4th, June 2020
Information Security Response Team Nepal (npCert) in association with the Center For Cyber Security Research and Innovation (CSRI) hosted an open discussion on “Role of Ethical Hackers For National Security“. Participants in the Role of Ethical Hackers For National Security included the likes of Joint Secretary of Ministry of Communication & IT, DIG at Nepal Police Dr. Rajib Subba, CEO at Baburam Aryal, Information Security Officer at Siddhartha Bank Limited Saroj Kafle, Founder Board Member at Information Security Response Team Nepal (npCert) Dr. Dilli Prasad Sharma, Deputy Director at Nepal Telecommunications Authority (Vice President at Center For Cyber Security Research and Innovation) Roja Kiran Basukala and IT Assitant Director at Nepal Information Technology Center Ramesh Pokharel.
Cybersecurity Experts suggested some points addressing the recent hacks and defacing of Nepali government websites by Indian hackers. Some Nepali hacker(s) also tried to hack Indian websites in response. This started after Nepal unveiled a new political map and Indian hackers began to protest by defacing Nepali websites.
Moreover, Nepal has faced a lot of cyberattacks in the past including ATM hacks, and data breaches of Foodmandu, Vianet. It was also found that Indians used the photos of Nepali celebrities as obscene material using deep fakes.
In the Role of Ethical Hackers For National Security, speakers reflected on Nepal’s preparedness in the Cyber Defense domain and the way forward. Experts suggested that cyber defense preparation for the country should progress with the cooperation of all parties. This is achievable by strengthening the security system of websites, web applications, systems, and banking systems.
Discussions from ‘Nepal’s preparedness in Cyber Defense’
Anil Kumar Dutta, Joint Secretary at the MoCIT, said the government has given priority to cybersecurity in this year’s budget. Dutta said that the ministry would coordinate towards developing a cyber-infrastructure and setting up a security center along with a forensic lab.
Dutta also said that he would move ahead with the implementation by arranging various CERTS in coordination with security experts and government agencies. Furthermore, he admitted to the lack of preparation for cybersecurity and defense in Nepal. However, he said that they will now move forward with the necessary cooperation and coordination.
Similarly, Mr. Ramesh Pokharel, Assistant Director at National Information Technology Center (NITC) gave his input on Nepal’s readiness for cyber defense.
Suggestions to Prepare for Cyber Defense in Nepal
Several participants with backgrounds in Cybersecurity, pentester engineers, ethical hackers, experts, professionals presented their views and suggestions. To be clear, cyber defense is not the same as cybersecurity. Cybersecurity is related to the state of being free from threats or cyberattacks while cyber defense refers to the state of defending from or resisting attacks. Here we present some crucial suggestions from the discussion.
The government should invest in cybersecurity by expanding the necessary infrastructure, labs, security centers, and forensic labs.

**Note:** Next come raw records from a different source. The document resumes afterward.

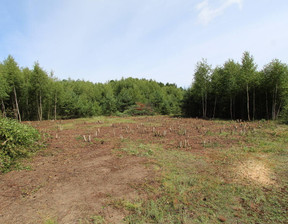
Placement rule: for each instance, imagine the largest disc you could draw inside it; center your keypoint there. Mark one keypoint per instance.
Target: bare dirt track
(73, 180)
(70, 180)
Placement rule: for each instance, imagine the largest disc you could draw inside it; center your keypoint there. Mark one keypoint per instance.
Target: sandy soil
(73, 180)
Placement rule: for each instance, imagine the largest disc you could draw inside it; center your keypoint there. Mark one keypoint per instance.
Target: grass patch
(205, 188)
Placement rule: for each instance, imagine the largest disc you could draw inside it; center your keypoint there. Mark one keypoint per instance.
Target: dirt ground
(74, 179)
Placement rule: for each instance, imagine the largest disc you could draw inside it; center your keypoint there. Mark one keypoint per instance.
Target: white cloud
(207, 12)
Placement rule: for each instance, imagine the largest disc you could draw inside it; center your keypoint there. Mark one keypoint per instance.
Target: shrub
(139, 109)
(16, 140)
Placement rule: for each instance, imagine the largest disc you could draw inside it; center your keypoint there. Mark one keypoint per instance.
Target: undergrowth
(16, 141)
(195, 188)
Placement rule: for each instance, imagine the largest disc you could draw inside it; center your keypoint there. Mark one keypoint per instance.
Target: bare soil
(73, 180)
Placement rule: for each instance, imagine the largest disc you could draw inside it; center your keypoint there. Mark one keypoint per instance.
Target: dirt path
(72, 180)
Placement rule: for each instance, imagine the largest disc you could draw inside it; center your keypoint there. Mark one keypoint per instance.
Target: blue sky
(101, 40)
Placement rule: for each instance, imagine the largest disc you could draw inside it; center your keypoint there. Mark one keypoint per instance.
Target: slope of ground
(151, 170)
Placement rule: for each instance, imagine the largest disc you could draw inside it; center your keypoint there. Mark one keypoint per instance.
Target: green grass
(205, 189)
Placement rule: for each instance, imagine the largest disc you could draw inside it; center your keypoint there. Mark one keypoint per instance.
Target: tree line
(238, 90)
(231, 91)
(34, 94)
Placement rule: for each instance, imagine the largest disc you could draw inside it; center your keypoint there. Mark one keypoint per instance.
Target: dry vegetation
(151, 170)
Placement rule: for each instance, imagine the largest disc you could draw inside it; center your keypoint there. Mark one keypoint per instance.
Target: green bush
(16, 140)
(139, 109)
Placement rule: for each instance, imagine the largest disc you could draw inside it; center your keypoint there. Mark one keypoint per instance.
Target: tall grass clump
(16, 141)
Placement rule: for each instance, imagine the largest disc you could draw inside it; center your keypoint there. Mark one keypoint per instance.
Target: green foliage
(16, 140)
(238, 91)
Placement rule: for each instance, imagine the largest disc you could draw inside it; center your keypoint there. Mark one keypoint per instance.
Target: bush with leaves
(16, 140)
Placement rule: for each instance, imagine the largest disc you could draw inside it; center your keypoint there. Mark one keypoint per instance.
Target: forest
(231, 91)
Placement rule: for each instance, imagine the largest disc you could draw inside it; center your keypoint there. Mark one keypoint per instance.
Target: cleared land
(151, 170)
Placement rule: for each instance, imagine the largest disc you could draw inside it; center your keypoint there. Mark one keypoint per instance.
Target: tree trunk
(278, 111)
(254, 106)
(40, 107)
(231, 107)
(274, 103)
(203, 106)
(215, 103)
(3, 108)
(55, 107)
(248, 108)
(17, 107)
(267, 109)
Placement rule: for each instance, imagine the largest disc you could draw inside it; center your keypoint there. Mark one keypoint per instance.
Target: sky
(162, 40)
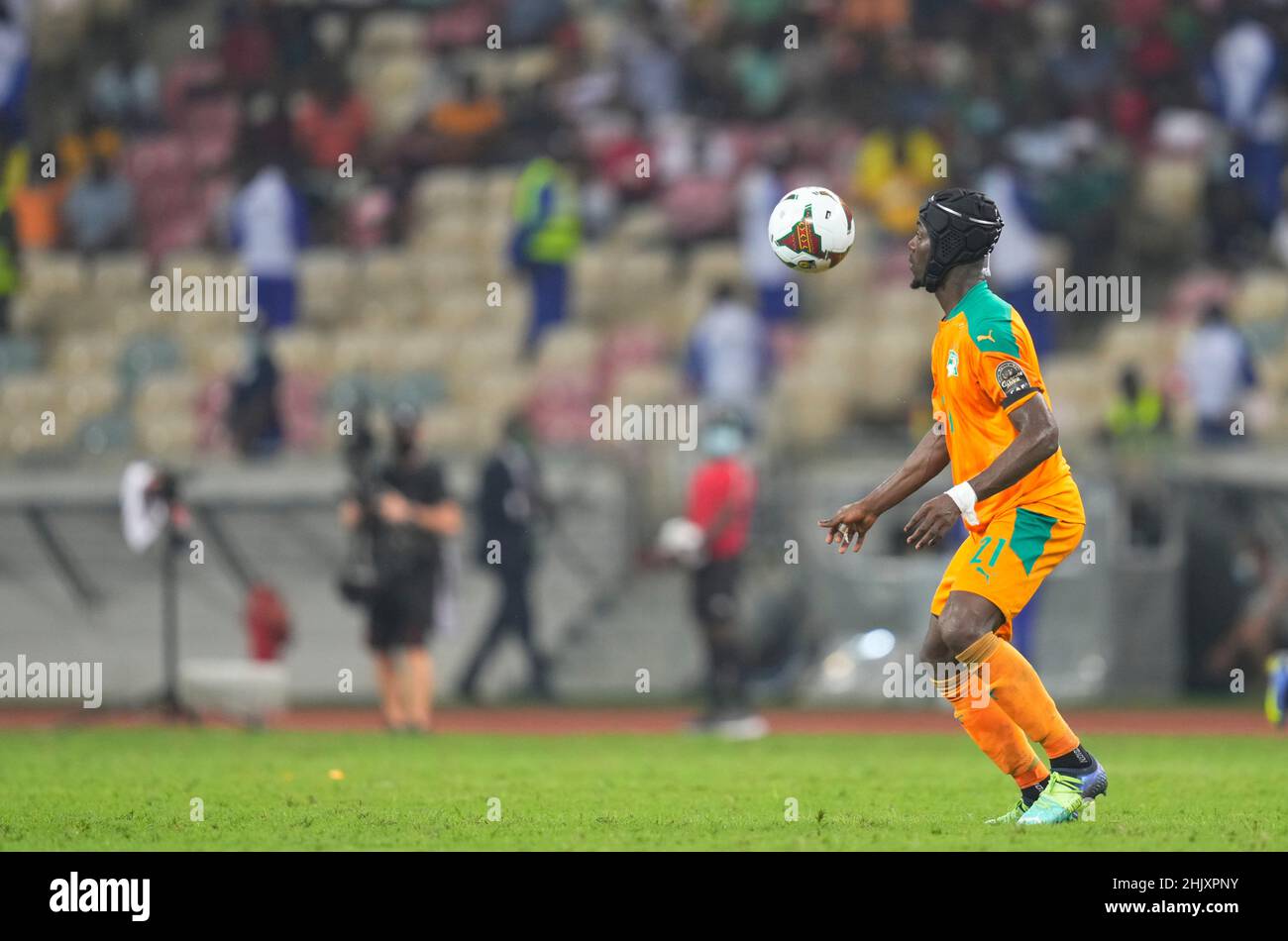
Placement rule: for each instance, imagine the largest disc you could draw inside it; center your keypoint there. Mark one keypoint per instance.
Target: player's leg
(380, 639)
(1013, 560)
(520, 615)
(988, 725)
(420, 686)
(386, 680)
(493, 636)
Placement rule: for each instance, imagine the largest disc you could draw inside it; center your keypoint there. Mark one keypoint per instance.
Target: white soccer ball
(810, 229)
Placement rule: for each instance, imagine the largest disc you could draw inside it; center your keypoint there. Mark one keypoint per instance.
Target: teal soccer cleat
(1065, 797)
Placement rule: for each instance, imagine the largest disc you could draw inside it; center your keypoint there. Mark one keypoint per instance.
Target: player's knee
(932, 649)
(958, 630)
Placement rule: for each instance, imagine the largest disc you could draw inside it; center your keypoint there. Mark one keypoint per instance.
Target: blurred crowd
(1136, 137)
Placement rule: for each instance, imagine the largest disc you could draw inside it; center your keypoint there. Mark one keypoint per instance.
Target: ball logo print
(811, 229)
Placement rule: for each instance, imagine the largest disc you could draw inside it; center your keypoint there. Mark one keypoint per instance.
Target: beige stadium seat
(1081, 393)
(29, 394)
(167, 437)
(805, 408)
(1262, 295)
(715, 262)
(484, 349)
(393, 86)
(464, 310)
(130, 314)
(421, 351)
(497, 390)
(52, 275)
(82, 353)
(452, 429)
(1171, 188)
(642, 224)
(213, 357)
(327, 278)
(89, 394)
(647, 385)
(360, 351)
(1149, 345)
(22, 437)
(119, 273)
(197, 261)
(568, 348)
(304, 351)
(391, 274)
(645, 273)
(390, 33)
(166, 395)
(447, 190)
(498, 193)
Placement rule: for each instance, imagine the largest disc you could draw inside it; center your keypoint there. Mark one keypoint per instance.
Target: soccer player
(1017, 497)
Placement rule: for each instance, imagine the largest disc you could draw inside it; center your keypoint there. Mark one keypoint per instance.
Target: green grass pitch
(133, 789)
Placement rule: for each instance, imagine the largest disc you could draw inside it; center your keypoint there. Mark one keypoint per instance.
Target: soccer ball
(810, 229)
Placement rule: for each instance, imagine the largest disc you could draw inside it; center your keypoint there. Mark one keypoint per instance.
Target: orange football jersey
(984, 366)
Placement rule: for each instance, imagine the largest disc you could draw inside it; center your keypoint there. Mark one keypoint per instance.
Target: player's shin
(1016, 686)
(991, 729)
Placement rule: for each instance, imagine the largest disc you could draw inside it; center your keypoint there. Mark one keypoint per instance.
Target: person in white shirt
(1219, 369)
(268, 228)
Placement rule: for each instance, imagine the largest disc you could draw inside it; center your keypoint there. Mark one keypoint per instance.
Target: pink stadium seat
(460, 26)
(297, 399)
(185, 77)
(627, 348)
(561, 408)
(211, 408)
(699, 206)
(158, 158)
(211, 132)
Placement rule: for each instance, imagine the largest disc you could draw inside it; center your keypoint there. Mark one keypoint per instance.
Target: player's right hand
(849, 525)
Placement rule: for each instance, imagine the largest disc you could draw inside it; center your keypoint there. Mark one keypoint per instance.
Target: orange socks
(1016, 686)
(992, 729)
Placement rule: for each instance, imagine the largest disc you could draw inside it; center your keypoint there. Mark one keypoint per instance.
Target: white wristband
(964, 495)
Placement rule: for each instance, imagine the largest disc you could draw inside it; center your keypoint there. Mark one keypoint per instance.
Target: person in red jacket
(721, 498)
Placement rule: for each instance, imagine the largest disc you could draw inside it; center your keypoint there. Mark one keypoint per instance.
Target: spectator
(98, 210)
(333, 121)
(1137, 413)
(127, 90)
(548, 232)
(760, 189)
(510, 498)
(729, 353)
(1219, 369)
(253, 415)
(1017, 261)
(268, 228)
(413, 516)
(11, 265)
(467, 128)
(1241, 77)
(14, 69)
(721, 498)
(894, 170)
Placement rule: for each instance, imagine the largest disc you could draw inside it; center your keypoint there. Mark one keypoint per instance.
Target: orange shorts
(1008, 562)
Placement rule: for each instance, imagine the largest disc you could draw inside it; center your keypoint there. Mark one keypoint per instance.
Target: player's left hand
(931, 521)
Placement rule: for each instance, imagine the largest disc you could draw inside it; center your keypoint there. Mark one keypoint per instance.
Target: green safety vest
(557, 239)
(1142, 415)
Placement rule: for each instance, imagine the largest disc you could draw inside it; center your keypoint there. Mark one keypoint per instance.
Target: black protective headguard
(964, 226)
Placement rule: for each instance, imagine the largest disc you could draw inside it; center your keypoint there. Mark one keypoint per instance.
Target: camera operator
(407, 514)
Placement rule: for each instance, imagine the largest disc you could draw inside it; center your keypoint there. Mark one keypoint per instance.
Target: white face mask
(722, 441)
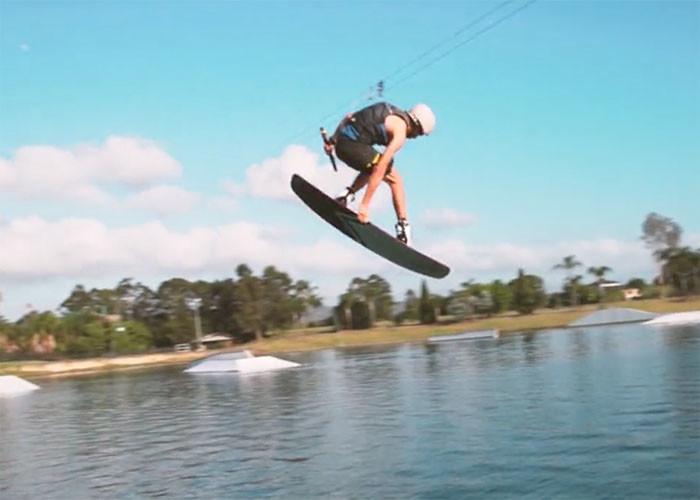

Similarly, collaboration among experts is necessary to prepare thousands of skilled manpower every year. The government should prioritize related courses in colleges and universities for this purpose.
The formation and management of CERTS or cybersecurity response team in different areas under the supervision of a high-level committee should be a priority. At the same time, an effective implementation should be emphasized by introducing necessary policies, rules, and guidelines. The nation needs to be ready with task forces keeping in view the possibility of a cyberwar.
The government should motivate the experts and contributors in cybersecurity by rewarding them. In contrast, it should bring threat actors to justice using appropriate laws and penalties.
Audit of government websites, web applications, and systems of financial institutions is a must. To move forward with the Digital Nepal Framework, a tripartite balance of security, data privacy, and innovation is necessary.
In the discussion, digital literacy is something that came in the limelight. Experts suggested that digital literacy should be run as a campaign to make users more aware and conscious. Likewise, the government should move forward as cybersecurity governance.